What it is. Knobs that look like latency levers but do nothing today (verified against pipecat-agent@dev 5b29206c unless noted).

Knob	Status
`aicEnabled` (AIC Filter)	hard-disabled ("crate instability", `base_service.py:1467-1468`)
`webrtcApmEnabled`	merged then reverted (commit `dc90fd7f`, 2026-04-10); ImportError guard means it never loads on dev
`stopSpeakingPlan.voiceSeconds` / `backOffSeconds`	no runtime consumer
`userTurnStopTimeout` slider (voice mode)	floored to ≥30 s at runtime — slider effectively decorative
`timeout_ms` / `max_retries` on LLM-invoked tools	parsed, never consumed (only node actions honor them)
TTS `minTextLength` / `minWords`	read and logged, passed to nothing
`speed` on the native VoxCPM2 server	"accepted for compatibility; not yet applied"
`LanguageTextFilter` langdetect layer	dead code behind an early return, deliberately
`AsteriskWSServerTransport` (`initial_jitter_buffer_ms: 80`)	whole class has no runtime consumer; live path is un-buffered
`prompt_cache_key`	not sent anywhere in production code — measured worse
`serviceTier` on non-OpenAI / on-prem providers	no runtime consumer (OpenAI branch only)
`freya-235b-enhanced`	removed (PR #803) + catalog-collapsed; stale test fixtures only
DTMF `ignore_speech` / `ignore_speech_timeout`	defined; consumer not traced — possibly unwired (not verified either way)

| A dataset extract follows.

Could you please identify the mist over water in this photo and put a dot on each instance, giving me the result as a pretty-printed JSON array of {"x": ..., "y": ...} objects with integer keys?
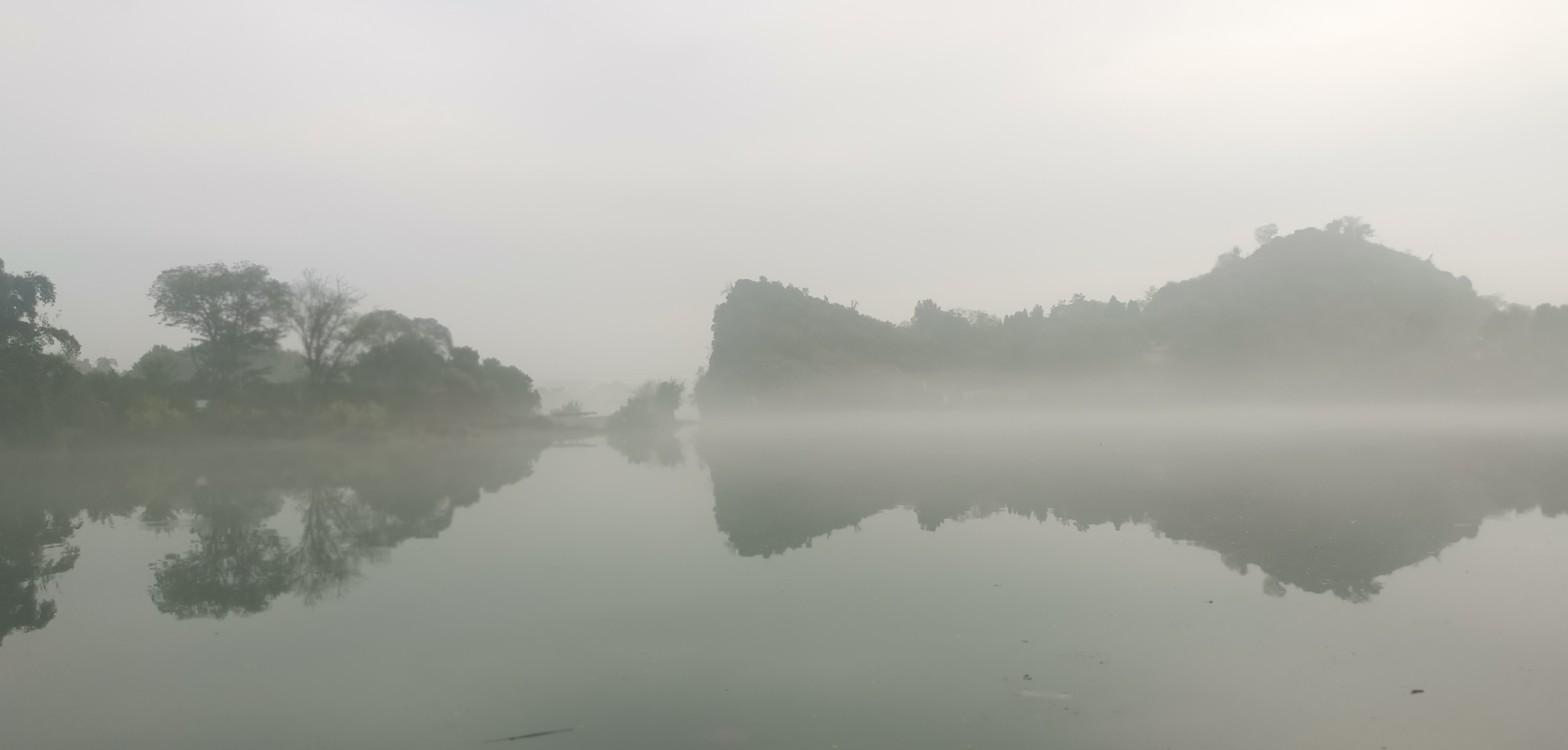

Re-verify after a pullWhen in doubt whether a knob is wired in a newer branch, say so rather than guessing — and re-verify after a pull: features ship, and dead knobs go live (the confidence-reask group did exactly that).

Checkpoint: you're handed a tr-app call URL and the complaint "geç cevap veriyor". Name the first three commands/artifacts you produce, in order, and the one mistake that would waste an hour.

fetch_latency_data.py "<call-url>" — which resolves tr-app → the kkb Langfuse instance (the hour-wasting mistake is querying cloud.langfuse.com because the dashboard printed a cloud URL — "not found" there means wrong instance, not no trace).
latency_breakdown.py on the observations — per-call-type table, prefill/decode verdict, eviction curve.
If the verdict is PREFILL-BOUND, serving_config.py --endpoint <bare base URL> for the KV-capacity math. Then, only if needed and with explicit approval, live probes.

Ask Claude Code: "For this tr-app call URL, fetch the latency data from the correct Langfuse instance, print the per-call-type table and the prefill/decode verdict, and tell me whether the dominant speaking node's eviction curve shows classic mid-call eviction."